Now I’m back in Montana, where the mountains seem to cradle, to keep storms safely at bay. As a dear friend recently warned me, coming back to Montana isn’t going to take away all of life’s problems. And I know that. The seas of life will be stormy wherever we go. This is, after all, samsara, where cycles of greed, aversion, and delusion churn ever so slightly beneath the surface, ready always for the opportunity to pop into our lives as suffering. However, there are still places we can go to where we can get perspective, where we can drop anchor and ride those waves with grace.

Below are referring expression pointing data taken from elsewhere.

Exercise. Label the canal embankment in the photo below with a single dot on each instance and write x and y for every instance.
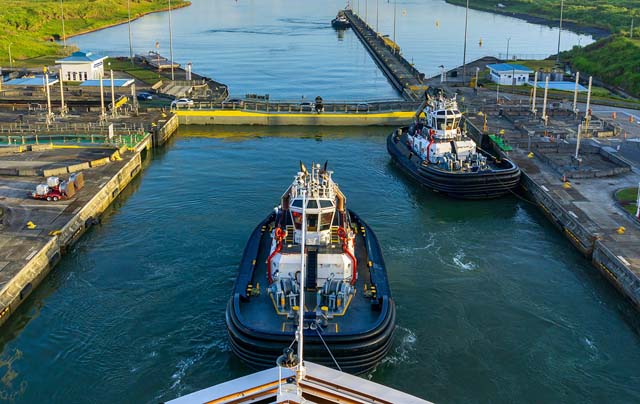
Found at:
(405, 78)
(575, 195)
(37, 232)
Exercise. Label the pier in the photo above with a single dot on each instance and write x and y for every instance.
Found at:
(386, 53)
(576, 197)
(36, 233)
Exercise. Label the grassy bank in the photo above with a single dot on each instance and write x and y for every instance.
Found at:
(33, 26)
(606, 15)
(614, 60)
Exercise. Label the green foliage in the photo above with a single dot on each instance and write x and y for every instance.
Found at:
(32, 26)
(612, 15)
(615, 60)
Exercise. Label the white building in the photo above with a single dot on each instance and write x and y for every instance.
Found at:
(508, 74)
(81, 66)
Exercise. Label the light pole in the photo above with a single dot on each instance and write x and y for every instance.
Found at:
(464, 53)
(64, 36)
(560, 32)
(113, 93)
(395, 4)
(130, 35)
(171, 42)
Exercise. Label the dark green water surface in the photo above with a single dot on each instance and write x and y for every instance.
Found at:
(494, 305)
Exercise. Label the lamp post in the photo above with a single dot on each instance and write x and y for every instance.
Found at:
(560, 32)
(64, 36)
(171, 42)
(102, 114)
(395, 7)
(464, 53)
(130, 35)
(113, 93)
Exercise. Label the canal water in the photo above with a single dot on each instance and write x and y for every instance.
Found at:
(494, 305)
(287, 48)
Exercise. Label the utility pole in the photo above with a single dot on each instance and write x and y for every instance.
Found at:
(63, 108)
(575, 94)
(508, 40)
(102, 114)
(64, 36)
(113, 94)
(535, 89)
(544, 102)
(464, 52)
(395, 6)
(46, 84)
(560, 32)
(171, 42)
(130, 35)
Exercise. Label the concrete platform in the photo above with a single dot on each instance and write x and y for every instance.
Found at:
(28, 254)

Today I took one step toward living a more anchored life here in Montana: I volunteered for Habitat for Humanity. I actually tagged along with my mother and some of her coworkers for a day of ‘mudding’ the walls of a newly constructed home. This week has been “Women Build” week at the house, so I had the pleasure of being the sole male volunteer (they joked that they had to take a vote about whether to let me on the site at all, but I got in).
The simple act of service, of seeing others give of themselves, and seeing the good that follows is such a beautiful part of life. Caught up in the minutia of daily life, we tend – as individuals and as a society – to become incredibly narcissistic and self-centered. We build ever more secure walls around ourselves, physically and emotionally, cutting ourselves off from life itself. I speak from plenty of first-hand experience! Sometimes we forget that the walls are, and always have been, of our own making.
So, we have to “get out of our own head” a bit – do something fun, play a bit, help someone. It took me about half the day – to let go of conversations in my head, to let go of past and future, to simply be in the process of helping. But when it happened, it felt good. After the day’s work several of us went out for a celebratory beer, despite being utterly exhausted. Entering the brewhouse, covered in white mud and dust, a sense of community overtook our exhausted separate selves and lightened our hearts. We toasted, drank, told stories, joked around, and simply smiled.